There is essentially an awful lot of player AI going on. For example the wing members do their best to keep up with a wingleader, but if they have fixed weapons and the wing leader isn't taking them to a suitable firing position, the wingman will break away to seek an effective run at the enemy, discharge the weapons and return to the wing. The same behaviour is for both small ships and large.

 

But with all this player AI the player can really be left to relax during the battle and soak it up, so the fleet management UI is geared towards pregrouping and prestaging orders - none of this twitch panic clicking, you can relax during combat because your wings already know what to do and if not, sending them to attack is as simple as clicking an icon.

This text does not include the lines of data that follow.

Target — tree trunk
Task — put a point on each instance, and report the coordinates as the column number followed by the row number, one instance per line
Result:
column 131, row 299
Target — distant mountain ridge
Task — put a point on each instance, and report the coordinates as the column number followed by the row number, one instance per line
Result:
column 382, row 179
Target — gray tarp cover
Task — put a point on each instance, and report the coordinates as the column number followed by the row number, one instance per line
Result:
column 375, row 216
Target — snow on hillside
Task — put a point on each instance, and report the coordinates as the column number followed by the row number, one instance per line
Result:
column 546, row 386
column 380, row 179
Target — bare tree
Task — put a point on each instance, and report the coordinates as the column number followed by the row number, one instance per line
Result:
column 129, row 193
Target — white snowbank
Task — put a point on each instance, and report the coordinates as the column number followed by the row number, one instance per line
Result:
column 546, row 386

The draggable selection boxes and right clicking on single units to attack will take a back seat in this game, it's about prior preparation and planning.

 

This is great stuff MawhrinSkel. I actually like the fact that I don't have to control every facet of the battle and I can concentrate more on tactics instead of worrying if the fighters are targeting the correct ship or mount point. But this makes total sense really, you have a mission briefing (ie: you giving the orders) and you expect your officiers in charge to execute them. So I think your going about it the right way and if that unit AI is good enough it can adapt to situations of running out of torpedos, damage to ships, reactions to damage done on larger ships with moving into positions behind bigger ships.

 

Oh btw, loved that animation of the fighters leaving the hangers.